I'd tried using id3(1) on the command-line, and that had worked for some .mp3s but not others. For a long time, I suspected that Rhythmbox just wasn't noticing the change. I tried removing Rhythmbox's on-disk XML "database", but it would regenerate it with the same content. I asked strace(1), and it reckoned there wasn't any secret back-up. I looked for duplicates of the offending .mp3 files, but didn't find any. I looked at the tags of one of the offending files, and they looked fine. Yet Rhythmbox was showing something different. Eventually I actually looked at the .mp3 file itself, using less(1), which clearly showed an incorrect id3 tag at the start of the file.

At the start of the file? I thought the whole thing about id3 tags was that they come at the end of the file? Looking at the end of the file, I saw a different id3 tag, with the new data.
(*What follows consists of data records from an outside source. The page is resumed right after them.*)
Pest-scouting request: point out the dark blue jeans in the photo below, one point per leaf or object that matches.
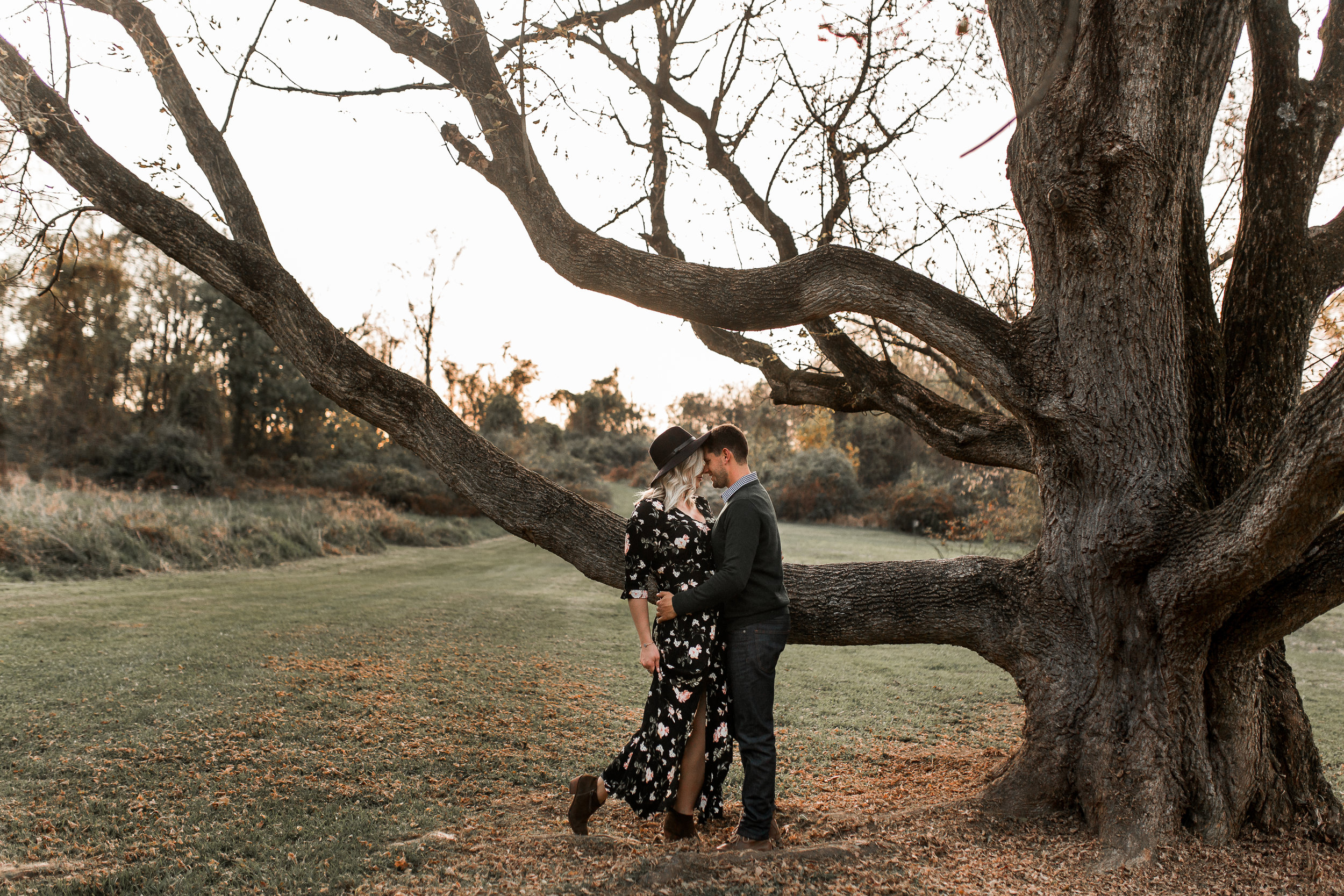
(753, 653)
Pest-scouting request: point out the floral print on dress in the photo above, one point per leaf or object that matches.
(670, 551)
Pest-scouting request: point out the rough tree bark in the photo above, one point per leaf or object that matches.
(1189, 488)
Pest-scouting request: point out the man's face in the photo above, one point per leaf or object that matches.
(714, 465)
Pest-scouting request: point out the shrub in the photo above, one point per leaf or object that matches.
(1010, 513)
(168, 456)
(813, 485)
(88, 531)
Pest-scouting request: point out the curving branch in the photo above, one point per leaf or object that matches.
(975, 602)
(867, 385)
(718, 156)
(788, 386)
(578, 20)
(203, 140)
(1276, 285)
(956, 432)
(1268, 524)
(522, 501)
(1285, 604)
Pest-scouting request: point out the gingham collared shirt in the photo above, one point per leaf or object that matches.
(733, 489)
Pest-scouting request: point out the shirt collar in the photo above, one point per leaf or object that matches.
(733, 489)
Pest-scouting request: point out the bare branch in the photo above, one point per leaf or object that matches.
(1276, 285)
(975, 437)
(975, 602)
(518, 499)
(577, 20)
(342, 95)
(717, 154)
(242, 69)
(1285, 604)
(1063, 50)
(867, 385)
(206, 144)
(788, 386)
(1268, 524)
(823, 283)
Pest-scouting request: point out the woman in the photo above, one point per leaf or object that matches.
(678, 759)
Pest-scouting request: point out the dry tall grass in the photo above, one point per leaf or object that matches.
(76, 528)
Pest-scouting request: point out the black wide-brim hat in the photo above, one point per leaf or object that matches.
(673, 447)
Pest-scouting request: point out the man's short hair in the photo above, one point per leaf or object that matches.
(727, 437)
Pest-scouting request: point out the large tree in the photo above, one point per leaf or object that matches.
(1190, 485)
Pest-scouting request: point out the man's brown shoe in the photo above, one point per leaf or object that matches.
(742, 845)
(585, 802)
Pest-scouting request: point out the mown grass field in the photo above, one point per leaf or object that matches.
(297, 728)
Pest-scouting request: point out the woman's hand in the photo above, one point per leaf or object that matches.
(649, 657)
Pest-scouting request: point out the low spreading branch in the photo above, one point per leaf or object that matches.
(1285, 604)
(1268, 524)
(974, 602)
(788, 386)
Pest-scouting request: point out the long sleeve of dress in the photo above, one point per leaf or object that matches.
(640, 556)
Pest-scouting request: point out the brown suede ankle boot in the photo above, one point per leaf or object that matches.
(678, 827)
(585, 802)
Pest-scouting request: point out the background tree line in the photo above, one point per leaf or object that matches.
(123, 367)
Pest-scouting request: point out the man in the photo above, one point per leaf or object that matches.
(748, 589)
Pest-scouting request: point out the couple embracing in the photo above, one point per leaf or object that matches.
(722, 622)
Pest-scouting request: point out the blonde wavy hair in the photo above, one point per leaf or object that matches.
(674, 485)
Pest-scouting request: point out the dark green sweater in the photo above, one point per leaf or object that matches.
(748, 582)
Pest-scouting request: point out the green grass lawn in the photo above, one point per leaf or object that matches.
(276, 728)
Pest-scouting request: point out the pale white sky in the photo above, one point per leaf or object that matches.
(351, 190)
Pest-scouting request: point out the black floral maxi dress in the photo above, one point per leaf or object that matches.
(670, 551)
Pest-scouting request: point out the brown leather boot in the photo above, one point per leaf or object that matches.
(585, 802)
(678, 827)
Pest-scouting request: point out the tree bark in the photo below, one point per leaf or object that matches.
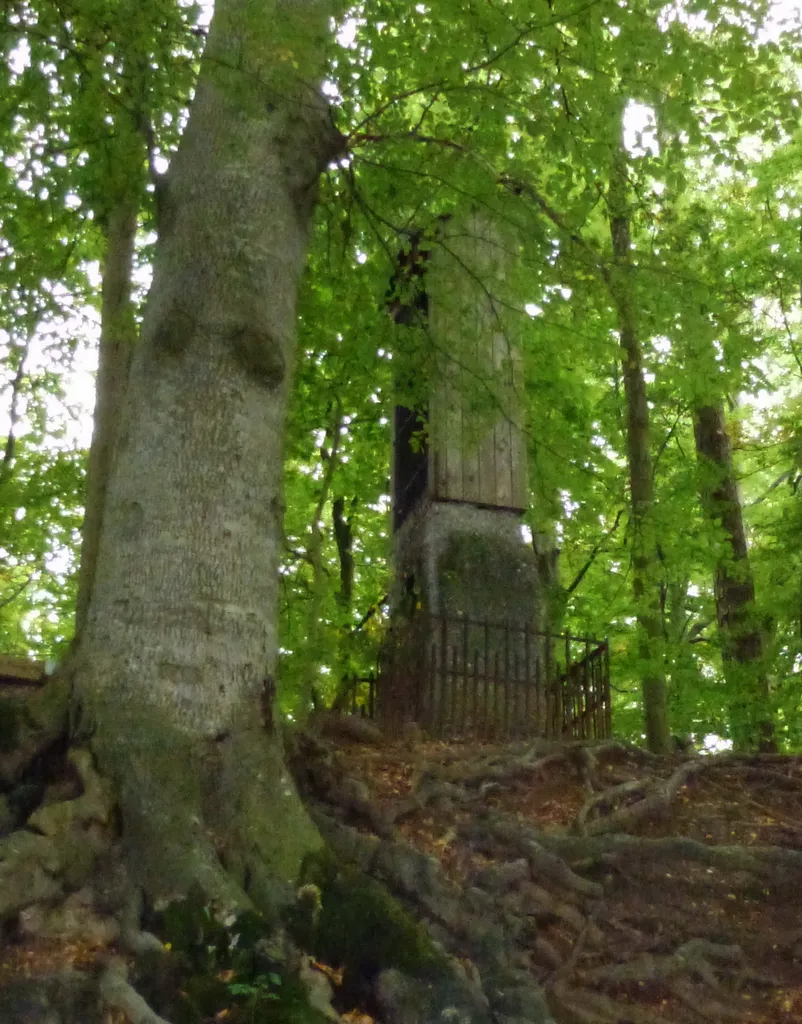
(644, 555)
(740, 631)
(175, 662)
Wikipedia's id3 article explains that there are two unrelated versions, id3v1 and id3v2. Sadly, their whole "neutral point of view" thing means they don't tell you which to use.

Rhythmbox, then, can use either id3v1 or id3v2 tags, but given both it silently uses the latter.

id3(1) only handles id3v1 tags and completely ignores id3v2 tags (they aren't shown, and you can't delete them).

id3v2(1), despite the name, is able to handle both kinds of id3 tag. It can convert from id3v1 to id3v2, though doing so won't automatically delete the id3v1 tag. It can remove either or both kinds of tag from a file. It can edit the data in id3v2 tags (but not id3v1 tags).

I've duly apt-get removed id3, apt-get installed id3v2, converted and deleted my id3v1 tags, and fixed the mistakes. Rhythmbox was running while I did this, and refreshed its display as things changed on disk, which was nice of it.

In future, I hope Rhythmbox's UI is changed to actually edit tags. Until then, I'll be using id3v2(1) to remove any stray id3v1 tags I happen to run across and fix any errors.